Nach oben hin offene Passagieranzahl
Wie viele Menschen sich im Railjet – mit dem einzigen Schaffner – befinden, ist übrigens nach oben hin offen. „Im Nahverkehr steht in jedem Autobus oder in jeder U-Bahn, wie viele Leute drinnen sein dürfen, wie viele Sitzplätze oder Stehplätze vorhanden sind. Bei uns hast du das nicht“, sagt ein Zugbegleiter. Im Railjet gibt es „keine eindeutigen Richtlinien, keine Zulassungsbestimmungen, die besagen, wie viele Leute im Waggon sein dürfen. Es gibt so eine nebulöse Lösung, die besagt, pro Quadratmeter dürfen vier Personen stehen. Kontrollier‘ das mal, wenn du allein für sieben Waggons zuständig bist.“ Im vergangenen Jahr hat man sich intern darauf geeinigt, es dürfen maximal 240 Stehende im Railjet sein, zusätzlich zu den 440 Sitzplätzen. Also knapp 700 Leute. „Wie kontrollierst du das allein bei sieben Wagen? Wenn da einmal was Gröberes passiert, dann steht der Zugbegleiter mit einem Fuß im Häfen. Und das seit Jahrzehnten“, erzählt der Zugbegleiter, der ja per Gesetz für „die Ordnung und Sicherheit am Zug“ zuständig ist.

„Wir pfeifen aus dem letzten Loch“
Das Klimaticket wird gut angenommen. Vielleicht zu gut.
„Die Politik hat das beschlossen und nicht nachgefragt: Schafft ihr das, wenn fünf bis sieben Prozent mehr Passagiere sind? Die Züge sind seitdem spürbar mehr voll“, sagt der Zugbegleiter. Dafür fehle es an Zügen und an Personal. „Wir haben Waggons verkauft, weil wir sie eh nicht brauchen, und heute wissen wir nicht, wie wir die Züge stellen sollen.“ Auch in den Werkstätten fehle das Material. „Wir haben alles ‚just in time‘ bestellt. Und dann kam die Ukraine-Krise und damit die Lieferschwierigkeiten. Wir haben nichts lagernd“, klagt der Zugbegleiter. Die vorhandenen rund 50 Railjet-Garnituren fahren „Tag und Nacht“. „Wenn ich – überspitzt formuliert – einen Waggon nur alle 7.000 statt 5.000 Kilometer warte, dann wirkt sich das aufs Material aus. Wir pfeifen zum Teil aus dem letzten Loch. Uns fehlen hinten und vorn die Garnituren. Denn vorgesehen sind zwei, drei Railjet-Garnituren als Reserve: Wenn ein paar Garnituren aufgrund von Wartungsarbeiten stehen, dann fehlt schnell eine. Dann fahren wir mit dem Cityjet quer durch Österreich, der eigentlich für den Nahverkehr gedacht ist.
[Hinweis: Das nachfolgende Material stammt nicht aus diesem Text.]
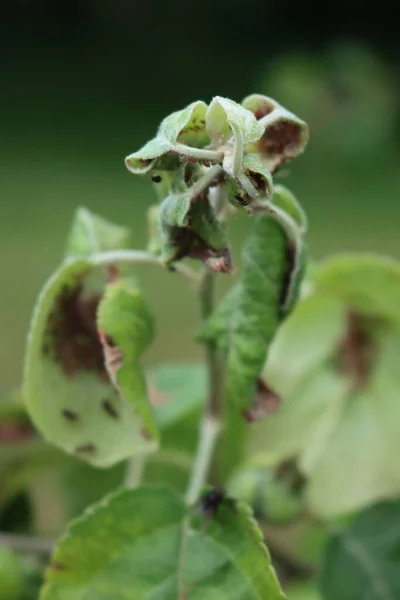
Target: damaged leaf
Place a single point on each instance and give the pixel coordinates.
(190, 228)
(67, 390)
(126, 329)
(159, 549)
(181, 137)
(284, 136)
(246, 322)
(90, 233)
(251, 187)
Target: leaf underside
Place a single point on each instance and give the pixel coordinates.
(144, 544)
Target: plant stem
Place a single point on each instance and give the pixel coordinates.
(210, 425)
(134, 471)
(209, 430)
(139, 257)
(24, 543)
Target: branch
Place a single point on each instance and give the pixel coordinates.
(210, 425)
(139, 257)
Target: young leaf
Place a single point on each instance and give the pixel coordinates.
(252, 186)
(231, 127)
(91, 233)
(187, 126)
(67, 390)
(155, 548)
(176, 390)
(126, 329)
(154, 155)
(246, 322)
(284, 136)
(363, 560)
(190, 229)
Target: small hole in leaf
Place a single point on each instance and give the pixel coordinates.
(69, 414)
(88, 448)
(109, 409)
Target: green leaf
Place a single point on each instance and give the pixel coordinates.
(150, 157)
(155, 243)
(187, 126)
(284, 136)
(177, 390)
(252, 186)
(91, 233)
(231, 127)
(244, 325)
(190, 228)
(67, 391)
(369, 416)
(155, 548)
(367, 283)
(305, 341)
(11, 575)
(303, 591)
(363, 560)
(316, 397)
(126, 327)
(327, 404)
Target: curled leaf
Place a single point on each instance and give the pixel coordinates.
(190, 228)
(231, 127)
(181, 137)
(251, 187)
(126, 329)
(67, 390)
(91, 233)
(284, 136)
(154, 155)
(158, 548)
(245, 323)
(187, 126)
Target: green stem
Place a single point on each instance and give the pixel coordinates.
(210, 425)
(134, 471)
(139, 257)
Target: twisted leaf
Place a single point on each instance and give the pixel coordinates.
(231, 127)
(284, 135)
(91, 233)
(126, 329)
(244, 325)
(155, 549)
(67, 390)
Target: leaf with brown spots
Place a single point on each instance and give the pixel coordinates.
(126, 329)
(65, 379)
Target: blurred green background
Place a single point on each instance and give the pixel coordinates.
(86, 82)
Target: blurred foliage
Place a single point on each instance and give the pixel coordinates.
(70, 127)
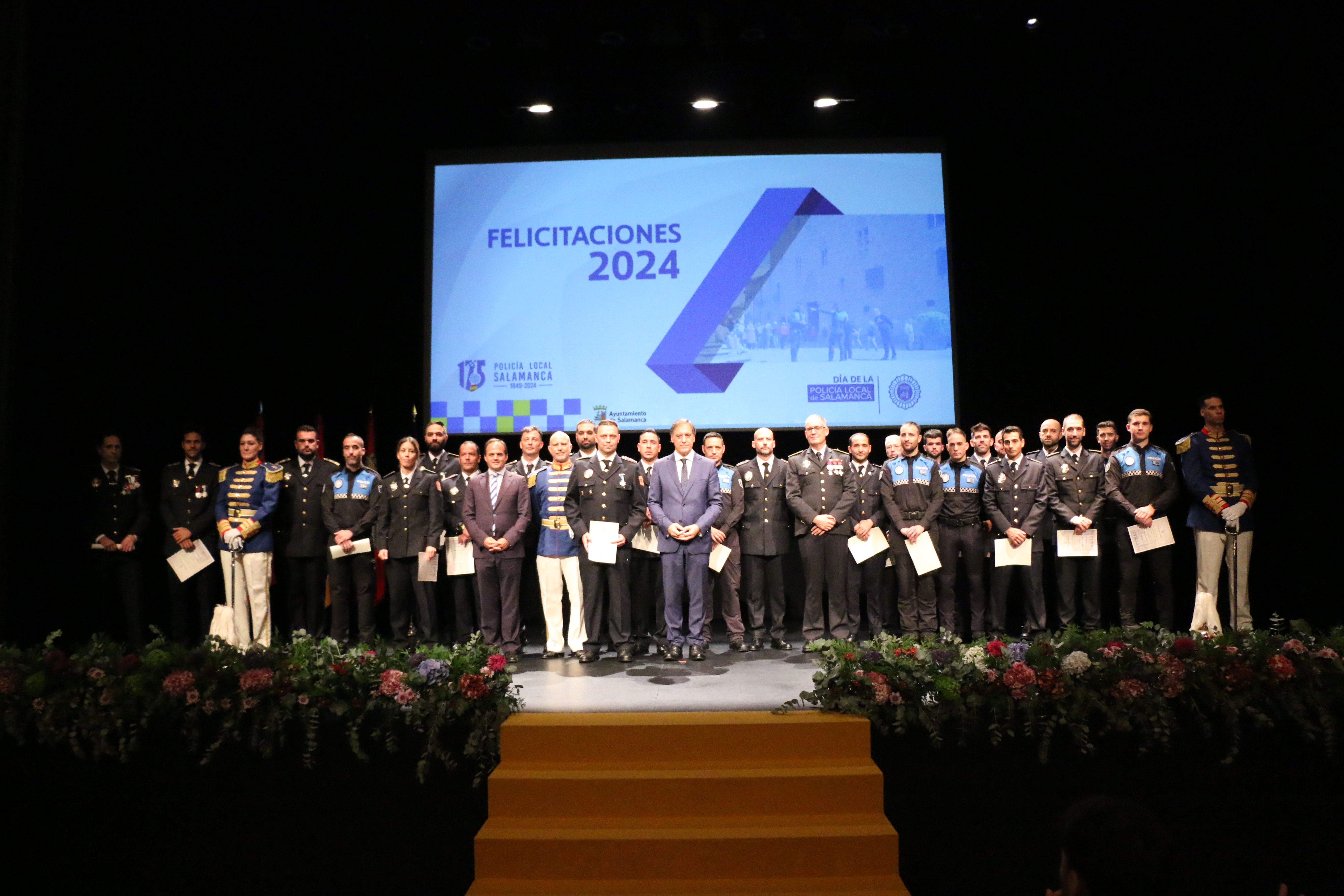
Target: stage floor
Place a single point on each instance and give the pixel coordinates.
(724, 682)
Qualitätsmäßig macht das einen Unterschied“, erklärt der Zugbegleiter.

"Es sind alle böse auf die Eisenbahn"
Einen Vorteil haben die übervollen Züge allerdings: Die zwischenmenschlichen Probleme werden da oft nebensächlich, „weil da sind alle böse auf die Eisenbahn, da haben sie ein gemeinsames Ziel“, erzählt der Schaffner. Das gemeinsame Ziel bekommt dann ein menschliches Gesicht, wenn die Ticketkontrolle ansteht: „Da kommt dann der oder die Zugbegleiter:in als eierlegende Wollmilchsau und ist als einzige:r Ansprechpartner:in an allem schuld. Reservierung, Verspätung, Zugreihung, die kaputten und die nicht vorhandenen Wagen.“

In den Zügen werben die ÖBB gerade mit Personalanzeigen: „Stell dich vor! Für deinen Job mit Sinn als Zugbegleiter:in. Heute. Für Morgen. Für uns.“ Das zusätzliche Personal wird auch bitter gebraucht. Ab 10. Dezember gibt es den neuen ÖBB-Fahrplan – die Taktung wird verdichtet, die Streckenkilometer werden erhöht. „Keine Ahnung, wie wir das schaffen“, meint der Schaffner.